The Herald - Herald Sport

Flitting for the

New stadium proposal was unpopular, but chairman knows Aberdeen need it

- MATTHEW LINDSAY

PROJECT BRAVE may be the title which an SFA working party has given to their wide-ranging package of proposed changes for the youth football set-up in this country. But it could just as easily have been what Aberdeen named their plan to move from Pittodrie, their spiritual home since they were founded way back in 1903, to a new stadium on the outskirts of the city.

Suggesting the club leave a beloved ground to which supporters have made a weekly pilgrimage for decades and have a strong emotional attachment was always destined to meet vociferous opposition.

Proposing the north-east club depart the venue of their famous win over Bayern Munich – Paul Breitner, Dieter Hoeness, Karl-Heinz Rummenigge et al, in the quarter-final of the European Cup-Winners’ Cup in 1983, and many other memorable triumphs was guaranteed to appal many.

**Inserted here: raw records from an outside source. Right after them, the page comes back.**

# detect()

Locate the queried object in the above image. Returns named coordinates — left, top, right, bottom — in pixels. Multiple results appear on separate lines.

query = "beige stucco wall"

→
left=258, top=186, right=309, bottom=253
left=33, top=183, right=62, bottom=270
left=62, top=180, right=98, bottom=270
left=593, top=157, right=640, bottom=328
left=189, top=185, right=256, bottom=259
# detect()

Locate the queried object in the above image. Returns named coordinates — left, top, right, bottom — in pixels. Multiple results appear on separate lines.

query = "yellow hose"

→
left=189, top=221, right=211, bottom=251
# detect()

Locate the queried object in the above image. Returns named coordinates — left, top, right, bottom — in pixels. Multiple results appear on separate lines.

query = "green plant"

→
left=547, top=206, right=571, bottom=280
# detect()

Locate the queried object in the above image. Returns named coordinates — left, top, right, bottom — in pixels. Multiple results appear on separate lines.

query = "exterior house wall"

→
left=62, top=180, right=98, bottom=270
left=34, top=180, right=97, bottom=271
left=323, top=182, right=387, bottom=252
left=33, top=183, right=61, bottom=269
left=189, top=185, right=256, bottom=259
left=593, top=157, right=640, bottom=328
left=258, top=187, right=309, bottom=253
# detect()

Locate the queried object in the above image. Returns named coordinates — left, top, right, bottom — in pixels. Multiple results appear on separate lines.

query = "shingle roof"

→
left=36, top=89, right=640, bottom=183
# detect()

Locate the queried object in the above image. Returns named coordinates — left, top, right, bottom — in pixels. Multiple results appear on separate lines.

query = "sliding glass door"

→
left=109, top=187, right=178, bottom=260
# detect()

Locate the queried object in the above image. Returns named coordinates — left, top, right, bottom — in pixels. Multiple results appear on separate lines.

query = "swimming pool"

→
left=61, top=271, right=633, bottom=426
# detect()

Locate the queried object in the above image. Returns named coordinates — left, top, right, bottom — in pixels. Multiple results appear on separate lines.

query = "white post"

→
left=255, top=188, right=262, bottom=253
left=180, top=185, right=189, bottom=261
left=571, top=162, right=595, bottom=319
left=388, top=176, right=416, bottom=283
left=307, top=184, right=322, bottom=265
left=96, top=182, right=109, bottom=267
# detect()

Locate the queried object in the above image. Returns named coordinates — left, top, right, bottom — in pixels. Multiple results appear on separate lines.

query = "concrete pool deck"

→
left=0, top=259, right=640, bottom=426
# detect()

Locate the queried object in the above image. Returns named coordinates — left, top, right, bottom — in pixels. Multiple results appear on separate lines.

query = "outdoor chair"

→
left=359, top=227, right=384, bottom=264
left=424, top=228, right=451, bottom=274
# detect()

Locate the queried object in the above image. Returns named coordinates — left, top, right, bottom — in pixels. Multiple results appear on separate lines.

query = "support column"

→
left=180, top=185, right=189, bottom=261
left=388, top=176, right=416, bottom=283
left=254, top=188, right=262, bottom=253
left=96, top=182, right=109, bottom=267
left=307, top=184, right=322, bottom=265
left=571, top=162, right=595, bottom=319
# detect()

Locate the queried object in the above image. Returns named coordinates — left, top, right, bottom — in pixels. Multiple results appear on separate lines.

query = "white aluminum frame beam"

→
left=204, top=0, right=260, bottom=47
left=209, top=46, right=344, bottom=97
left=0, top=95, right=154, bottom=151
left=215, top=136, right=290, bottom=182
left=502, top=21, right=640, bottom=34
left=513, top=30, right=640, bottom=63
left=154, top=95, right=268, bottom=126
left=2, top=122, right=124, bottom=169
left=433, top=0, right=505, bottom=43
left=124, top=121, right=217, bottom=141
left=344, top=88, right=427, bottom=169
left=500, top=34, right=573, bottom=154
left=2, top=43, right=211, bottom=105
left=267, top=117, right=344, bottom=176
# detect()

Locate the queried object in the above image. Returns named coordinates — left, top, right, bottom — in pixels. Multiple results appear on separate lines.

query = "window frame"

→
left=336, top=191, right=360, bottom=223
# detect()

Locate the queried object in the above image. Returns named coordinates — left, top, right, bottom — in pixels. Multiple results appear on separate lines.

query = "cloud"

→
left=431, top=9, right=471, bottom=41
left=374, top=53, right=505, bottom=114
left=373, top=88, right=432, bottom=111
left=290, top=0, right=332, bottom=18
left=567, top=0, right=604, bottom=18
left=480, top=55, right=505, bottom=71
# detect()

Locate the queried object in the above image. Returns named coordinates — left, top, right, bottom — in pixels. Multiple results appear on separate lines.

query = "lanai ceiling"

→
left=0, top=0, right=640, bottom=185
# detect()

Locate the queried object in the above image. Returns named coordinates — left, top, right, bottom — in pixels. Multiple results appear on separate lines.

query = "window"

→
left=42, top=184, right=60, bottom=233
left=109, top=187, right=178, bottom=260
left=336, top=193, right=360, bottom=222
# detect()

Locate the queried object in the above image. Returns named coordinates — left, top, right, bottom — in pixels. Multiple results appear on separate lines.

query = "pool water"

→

Yet, Stewart Milne, the Aberdeen chairman and major shareholde­r, and his fellow directors have been undeterred by the often hostile resistance their scheme has met and the assorted setbacks which they have encountere­d along the way.

It underlines the importance of the move to the club which has finished second in the Ladbrokes Premiershi­p in the last two seasons and is challengin­g strongly to end as runners-up once again this term that they have persevered for so long in the face of so much.

“We started this back in 2001,” said Milne, the wealthy local housebuild­er who joined the Aberdeen board in 1994 and has been chairman since 1998. “We have been at this for getting on for 17 years now.

“It rankles that we have put so much into this to get these facilities delivered and have hit so many hurdles along the way. But if we are still sitting at Pittodrie in five years’ time, we are going to have serious problems to confront.”